Di una cosa possiamo essere certi: o sarà diversa, perché lo avremo scelto, o sarà peggiore, perché non avremo fatto nulla…

1 Comment

1 Comments

  1. Daniela Sialbani

    2 Febbraio 2024 at 10:46

    Grazie per l’articolo che analizza alcuni aspetti della questione. Alla base c è il fatto che questa trasformazione agricola è in atto da troppo tempo e non credo proprio che si possa invertire la tendenza.
    Il futuro che si prospetta non è roseo ed il discorso è molto complicato perché coinvolge diversi ambiti sia al vertice (le scelte attuate da chi ci comanda) che alla base (chi consuma o beneficia dei servizi).
    Hanno educato i contadini ad un certo tipo di coltivazioni che avrebbero soddisfatto un certo tipo di consumatore a discapito della biodiversità e della salute. Sempre unicamente nell’ottica del guadagno e del risparmio a discapito della salute. Si è puntato alla produzione di enormi quantità e poco prezzo con uno spreco enorme.

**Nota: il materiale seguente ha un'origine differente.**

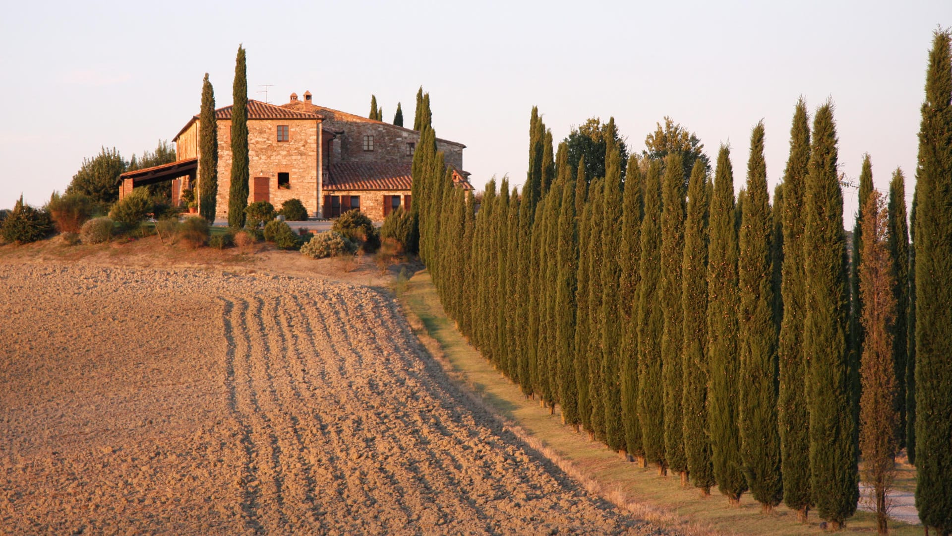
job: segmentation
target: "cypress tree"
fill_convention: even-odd
[[[813,119],[803,227],[806,316],[803,354],[810,412],[810,479],[820,517],[834,528],[856,511],[859,498],[850,378],[849,294],[843,192],[837,177],[833,107]]]
[[[417,106],[413,115],[413,130],[423,129],[423,86],[417,90]]]
[[[657,306],[661,286],[661,162],[651,160],[645,177],[641,285],[638,293],[638,421],[645,460],[667,474],[664,459],[664,402],[661,338],[664,318]]]
[[[370,114],[367,117],[379,120],[377,117],[380,114],[380,111],[377,110],[377,95],[370,95]]]
[[[664,157],[662,184],[661,221],[661,310],[664,327],[661,339],[662,375],[664,400],[664,459],[681,474],[687,485],[687,459],[684,456],[684,371],[682,349],[684,344],[682,307],[681,267],[684,262],[684,177],[681,153]]]
[[[905,369],[906,325],[909,301],[909,228],[905,212],[905,177],[902,170],[896,168],[889,182],[889,203],[886,214],[886,232],[889,258],[892,263],[893,298],[896,300],[896,317],[893,324],[893,359],[896,368],[896,408],[899,413],[899,446],[905,446]]]
[[[397,113],[393,114],[393,124],[402,127],[404,126],[404,111],[400,108],[400,103],[397,103]]]
[[[707,250],[707,425],[714,480],[732,505],[747,490],[738,430],[738,276],[734,172],[721,146],[711,197]]]
[[[641,282],[639,260],[642,256],[642,173],[638,157],[632,155],[626,166],[625,197],[622,209],[621,281],[618,292],[619,317],[622,322],[621,345],[622,423],[625,426],[625,449],[640,467],[645,466],[642,428],[638,423],[638,289]]]
[[[952,532],[952,34],[929,52],[916,169],[916,507]]]
[[[602,226],[605,217],[605,178],[598,177],[589,184],[592,213],[588,220],[588,416],[589,437],[605,439],[605,385],[602,381]]]
[[[747,197],[741,224],[741,450],[747,487],[768,513],[783,497],[777,430],[777,325],[773,297],[773,222],[764,159],[764,122],[750,134]]]
[[[205,73],[202,81],[202,112],[199,114],[198,213],[215,220],[218,202],[218,121],[215,118],[215,92]]]
[[[778,341],[780,361],[781,473],[783,504],[797,510],[806,523],[810,506],[809,415],[806,411],[806,356],[803,354],[803,316],[806,287],[803,279],[803,210],[810,159],[810,125],[806,103],[801,98],[790,127],[790,155],[783,172],[783,260],[781,292],[783,316]]]
[[[630,168],[629,168],[630,170]],[[628,176],[631,176],[629,172]],[[682,264],[682,307],[684,311],[684,436],[687,472],[702,495],[714,485],[711,443],[707,427],[707,172],[694,162],[687,185],[684,256]]]
[[[905,453],[916,464],[916,209],[918,196],[912,195],[909,211],[909,310],[906,314],[905,346]]]
[[[622,324],[619,311],[622,242],[622,156],[612,149],[605,165],[605,211],[602,218],[602,382],[605,438],[608,447],[625,449],[622,422]]]
[[[863,481],[871,488],[880,534],[886,526],[886,493],[896,476],[899,412],[896,406],[896,369],[893,360],[893,321],[896,318],[895,278],[886,247],[885,203],[871,191],[861,208],[863,249],[860,293],[863,302],[863,341],[860,401],[860,450]]]
[[[575,380],[575,322],[577,278],[579,269],[578,221],[575,217],[575,196],[578,183],[570,182],[571,169],[567,158],[565,171],[559,170],[562,183],[562,210],[558,221],[558,288],[556,290],[556,361],[558,362],[557,385],[559,403],[562,405],[562,423],[579,429],[578,384]]]
[[[248,207],[248,73],[245,49],[238,45],[231,104],[231,182],[228,185],[228,226],[245,226]]]

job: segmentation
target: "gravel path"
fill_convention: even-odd
[[[662,533],[446,379],[371,289],[0,265],[0,532]]]

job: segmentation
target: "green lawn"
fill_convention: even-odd
[[[731,507],[716,489],[701,498],[696,488],[682,488],[676,476],[661,477],[654,467],[638,468],[602,443],[588,441],[561,423],[558,409],[549,415],[538,402],[528,401],[469,345],[446,318],[426,271],[418,272],[398,295],[411,324],[431,353],[443,361],[451,376],[476,392],[495,413],[521,432],[529,444],[552,458],[567,473],[634,515],[688,533],[811,534],[821,533],[821,520],[810,513],[807,525],[797,523],[796,512],[781,505],[762,514],[748,495]],[[843,533],[875,533],[873,514],[859,512],[847,520]],[[919,535],[921,526],[890,521],[890,532]]]

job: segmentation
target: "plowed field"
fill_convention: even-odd
[[[653,533],[506,432],[391,298],[0,265],[0,532]]]

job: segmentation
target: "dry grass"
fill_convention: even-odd
[[[682,488],[677,477],[660,477],[654,467],[638,468],[623,461],[587,434],[574,433],[561,423],[558,412],[549,415],[535,401],[526,400],[519,387],[474,350],[446,317],[429,275],[417,273],[400,293],[410,323],[427,350],[447,367],[450,376],[467,385],[513,433],[548,457],[586,488],[646,521],[687,534],[796,535],[822,533],[821,520],[811,512],[806,525],[797,523],[796,512],[781,505],[767,515],[749,495],[731,507],[712,490],[701,498],[696,488]],[[902,470],[897,487],[902,484]],[[921,534],[922,526],[890,520],[890,532]],[[874,533],[875,516],[858,512],[843,533]]]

    Ecco era in questo sistema marcio che dovevano inserirsi le proteste sia da parte dei produttori che dei consumatori. I produttori dovevano subodorare che nell’elemosina data dall’Europa per “non coltivare” c’era dietro un progetto molto più grande e il consumatore doveva comprendere che nell’acquisto del cibo a poco prezzo c’è sempre dietro qualcosa che non va. Ma le grandi multinazionali si sono mosse bene e senza fretta non lasciando apparentemente scelta a nessuno.
    Calcolando che l’ultima preoccupazione dell’Europa è l’inquinamento si possono vedere con altri occhi le scelte e gli obblighi imposti dall’Europa.

    Non sono in grado di fare un discorso che metta in relazione tutti gli aspetti della questione ma posso dire alcune cose sulle quali è interessante riflettere
    Come ad esempio il fatto che l’Europa continua a rimandare il divieto del glifosato (chiaramente cancerogeno), che la Bayer ha acquistato i brevetti dei semi e che nel tempo potrebbe essere vietato di usare semi autoprodotti a discapito della sovranità alimentare (discorso interessante ma terrificante), che da anni come avviene in ambito medico con le aziende farmaceutiche che fanno i corsi di aggiornamento ai medici, le grandi aziende di fitofarmaci fanno i corsi ai contadini, oppure si potrebbe riflettere sulla geniale idea del nostro paese di mandare come rappresentanti in Europa gente del calibro di Iva Zanicchi in un totale disinteresse del ruolo del nostro paese in Europa, guarderei inoltre con preoccupazione la costante cessione delle terre per l’istallazione di pannelli solari per continuare ad alimentare questo teatrino del Green e dell’elettrico. Per fortuna qualcuno inizia a capire che forse le cose non stanno proprio come ci vogliono far vedere.
    Comunque secondo me le proteste dei contadini non sono per distrarre da temi più importanti in ambito agricolo e gli slogan chiaramente fanno emergere solo una parte delle motivazioni; ma almeno una parte del popolo fa sentire il suo disappunto mentre altre categorie che dovrebbero preoccuparsi del loro futuro tacciono sperando di restare indenni in questa enorme e pessima trasformazione globale.
    Mi verrebbero in mente tante criticità ma credo sia abbastanza!